Fuentes confidenciales mencionaron que se trataría de un pleito entre miembros de la banda de El Gringo y Los Chequelos, quienes habían perdido parte de sus familiares en una balacera, sin embargo esto no se confirmó. La joven, se dice, vivía en Orotina centro y llegó a la casa de su cuñado y suegra para pasar unos días, pues su pareja sentimental, un hombre al que se conoce como Pepe, fue herido de arma blanca en una riña la semana anterior.
CONOCIDO POR OIJ
De acuerdo con el OIJ, Kirby Agüero tenía expediente en las oficinas de San José por el delito de robo agravado y llevaba al menos tres años viviendo en Orotina con su familia.
Tanto él como su madre eran oriundos de la ciudadela 25 de Julio, San José, lugar del que no se descarta hayan tenido que irse por conflictos con otras personas de la zona, por lo que buscaron un nuevo comienzo.
Se supo también que el 30 de junio, a Kirby Agüero le ubicaron en la bolsa izquierda delantera del pantalón 14 puchos y 3 gramos de marihuana en las inmediaciones de La Cueva de Pelón, Orotina. Sin embargo, la tragedia los siguió hasta esa comunidad alajuelense, donde la muerte los interceptó de una manera violenta y de las manos de unos sujetos que analizaron su objetivo.
SICARIOS VIGILARON
El asesinato no es algo que se dio de la noche a la mañana, pues según las autoridades la manera en que actuaron los homicidas fue bajo un complejo método de intromisión en la casa.
Esto incluyó cubrir todos los flancos por los que las víctimas pudieran escapar y conocer específicamente los puntos en que se encontrarían, en especial Kirby, quien era el objetivo principal.
“Los tres sujetos llegaron en un vehículo color gris, se estacionan al frente e ingresan por un costado de la propiedad por un patio interno, se distribuyeron en las dos casas pues el ataque fue directo”, comentó González.
De hecho, a Kirby le dieron muerte en una cama, como si supieran que se hallaba en ese sitio, ya que no le dio tiempo de reaccionar a pesar de escuchar el alboroto del ingreso.

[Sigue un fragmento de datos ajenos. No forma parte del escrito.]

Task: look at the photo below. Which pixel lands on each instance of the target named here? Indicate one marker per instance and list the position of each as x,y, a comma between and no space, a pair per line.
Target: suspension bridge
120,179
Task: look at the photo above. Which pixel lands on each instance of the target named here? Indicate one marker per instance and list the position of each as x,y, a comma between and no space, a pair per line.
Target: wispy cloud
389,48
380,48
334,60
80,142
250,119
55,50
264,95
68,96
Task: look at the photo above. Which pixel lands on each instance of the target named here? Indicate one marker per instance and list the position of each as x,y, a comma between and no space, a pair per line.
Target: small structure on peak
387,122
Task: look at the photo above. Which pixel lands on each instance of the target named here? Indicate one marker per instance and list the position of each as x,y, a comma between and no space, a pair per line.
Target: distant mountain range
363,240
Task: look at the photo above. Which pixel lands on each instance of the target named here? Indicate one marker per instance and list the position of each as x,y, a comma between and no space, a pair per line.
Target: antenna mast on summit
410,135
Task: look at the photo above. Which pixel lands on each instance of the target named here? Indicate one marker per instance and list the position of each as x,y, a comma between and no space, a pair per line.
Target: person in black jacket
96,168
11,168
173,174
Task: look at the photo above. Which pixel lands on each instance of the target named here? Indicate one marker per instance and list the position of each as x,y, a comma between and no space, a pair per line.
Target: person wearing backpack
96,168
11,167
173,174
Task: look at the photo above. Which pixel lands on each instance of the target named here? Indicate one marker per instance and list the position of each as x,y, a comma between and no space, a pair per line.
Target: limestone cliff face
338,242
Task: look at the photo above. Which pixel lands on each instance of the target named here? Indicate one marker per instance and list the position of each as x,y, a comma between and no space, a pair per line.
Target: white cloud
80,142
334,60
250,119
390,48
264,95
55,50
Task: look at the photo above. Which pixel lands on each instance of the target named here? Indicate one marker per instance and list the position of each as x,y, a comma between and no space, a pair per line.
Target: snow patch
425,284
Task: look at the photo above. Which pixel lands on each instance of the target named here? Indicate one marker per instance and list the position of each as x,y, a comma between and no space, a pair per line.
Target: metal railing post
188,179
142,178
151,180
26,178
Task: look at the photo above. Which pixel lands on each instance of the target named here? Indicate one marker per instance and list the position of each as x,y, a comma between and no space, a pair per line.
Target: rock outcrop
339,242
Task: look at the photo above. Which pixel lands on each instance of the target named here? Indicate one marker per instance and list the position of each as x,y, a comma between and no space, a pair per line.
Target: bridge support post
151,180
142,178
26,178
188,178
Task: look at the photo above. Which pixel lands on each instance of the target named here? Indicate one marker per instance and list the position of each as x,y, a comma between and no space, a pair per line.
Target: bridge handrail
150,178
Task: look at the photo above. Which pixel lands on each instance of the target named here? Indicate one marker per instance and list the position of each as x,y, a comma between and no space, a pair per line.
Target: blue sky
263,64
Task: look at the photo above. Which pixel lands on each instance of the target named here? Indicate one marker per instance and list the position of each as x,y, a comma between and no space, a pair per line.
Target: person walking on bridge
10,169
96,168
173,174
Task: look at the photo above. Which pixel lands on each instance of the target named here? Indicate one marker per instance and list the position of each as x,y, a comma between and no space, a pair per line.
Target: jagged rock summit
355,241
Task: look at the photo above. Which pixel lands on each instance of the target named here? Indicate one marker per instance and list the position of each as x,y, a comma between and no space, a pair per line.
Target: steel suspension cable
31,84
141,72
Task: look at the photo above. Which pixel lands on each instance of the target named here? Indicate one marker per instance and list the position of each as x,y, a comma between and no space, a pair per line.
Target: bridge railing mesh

Según se supo, los gatilleros ingresaron como si se tratara de un allanamiento o una incursión violenta y disparando específicamente contra las víctimas. Mataron en el sitio a las tres personas y luego se dieron a la fuga.
El OIJ se encuentra en el proceso de recrear los hechos y determinar la victimología de cada fallecido, por lo que es muy temprano para saber qué motivó la masacre.
Los restos serán velados hoy en la Funeraria del Magisterio Nacional en Heredia, para luego pasar a las honras y posterior entierro en el cementerio de Santa Bárbara.